Pedestrian Safety
Halt | July 3, 2020 | 0 Comments

Pedestrian Safety Legislation Introduced to Protect High Schoolers

A bipartisan piece of legislation was introduced on January 14 that would expand federal funding to protect high school pedestrians. The bill seeks to widen the coverage of the Safe Routes to School Act, which originally only specified elementary and middle school children, and moves to call it Safe Routes to All Schools.

This legislation was brought by Senator Catherine Cortez Mastro (D-Nev.) and Senator Kevin Cramer (R-N.D.). The new bill proposes a change in the wording of the original act to include all elementary, middle, and high school students. This would ensure that the federal funding and Department of Transportation support that has been awarded to elementary and middle schools in the past would now be awarded to high schools around the country, too. Such a program would help improve infrastructure, increase safety tools and enforcement, as well as installing programs that would incentivize students to walk or bike to school.

Safe Routes to School Program

The original Safe Routes to School (SRTS) program was started in 2005 but has since developed through many legislative and policy changes. It was merged with other programs into the Transportation Alternatives Program (TAP) in 2012. The safe routes program works on the local level through the TAP, where practitioners run programs for communities.
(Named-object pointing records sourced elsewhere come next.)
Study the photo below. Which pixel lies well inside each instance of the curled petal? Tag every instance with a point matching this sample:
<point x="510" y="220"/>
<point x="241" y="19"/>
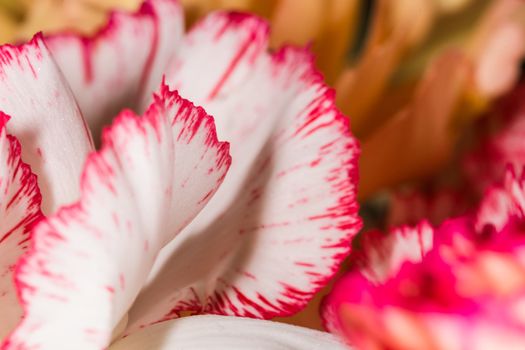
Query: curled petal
<point x="121" y="64"/>
<point x="469" y="288"/>
<point x="224" y="332"/>
<point x="289" y="199"/>
<point x="45" y="118"/>
<point x="89" y="261"/>
<point x="383" y="255"/>
<point x="501" y="203"/>
<point x="20" y="208"/>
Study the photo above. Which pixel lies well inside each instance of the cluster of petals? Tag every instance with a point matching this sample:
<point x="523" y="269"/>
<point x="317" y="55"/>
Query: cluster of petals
<point x="110" y="247"/>
<point x="458" y="286"/>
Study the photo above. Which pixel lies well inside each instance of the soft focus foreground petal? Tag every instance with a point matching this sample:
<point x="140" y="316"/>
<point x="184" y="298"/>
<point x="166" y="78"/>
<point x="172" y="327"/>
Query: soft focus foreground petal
<point x="20" y="208"/>
<point x="419" y="138"/>
<point x="282" y="221"/>
<point x="226" y="332"/>
<point x="379" y="258"/>
<point x="503" y="202"/>
<point x="466" y="292"/>
<point x="46" y="120"/>
<point x="89" y="261"/>
<point x="121" y="64"/>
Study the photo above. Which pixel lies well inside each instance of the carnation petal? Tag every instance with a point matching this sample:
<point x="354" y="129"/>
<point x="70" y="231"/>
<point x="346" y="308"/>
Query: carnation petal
<point x="122" y="63"/>
<point x="223" y="332"/>
<point x="45" y="118"/>
<point x="20" y="207"/>
<point x="89" y="261"/>
<point x="282" y="221"/>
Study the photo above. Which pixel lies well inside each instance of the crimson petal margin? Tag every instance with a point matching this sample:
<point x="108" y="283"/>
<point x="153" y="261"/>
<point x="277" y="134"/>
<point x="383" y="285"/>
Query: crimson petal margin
<point x="45" y="119"/>
<point x="282" y="222"/>
<point x="122" y="65"/>
<point x="19" y="209"/>
<point x="151" y="177"/>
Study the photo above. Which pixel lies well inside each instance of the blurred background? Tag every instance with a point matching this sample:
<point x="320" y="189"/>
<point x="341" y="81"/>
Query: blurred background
<point x="426" y="84"/>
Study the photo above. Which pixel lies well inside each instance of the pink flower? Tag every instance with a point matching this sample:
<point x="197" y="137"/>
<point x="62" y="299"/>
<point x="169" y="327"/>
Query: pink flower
<point x="459" y="286"/>
<point x="166" y="220"/>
The program works to encourage physical activity for kids by actively walking or biking to and from school. To achieve this, the program initiated city planning changes and infrastructure improvements that make it both easier and safer for people to walk and bike in that area.

The act also enlists different approaches to, and enforcement of, safety practices for both drivers and pedestrians. These include both educational and encouragement programs that push for strong policies on safe walking and biking.

As a whole, the program functions from what it refers to as the “Six Es.” These are: education, encouragement, engineering, enforcement, evaluation, and equity. The program is meant to serve all demographics, including students from a low-income family, with disabilities, and of different genders or races.

The idea is that walking involves no extra equipment that people may have financial trouble getting, and it is something many people do in their daily life already.

Since the program began in 2005, around 14,000 schools across the country have participated. The percentage of students who walk or bike to school has grown, therefore increasing the amount of physical activity they get.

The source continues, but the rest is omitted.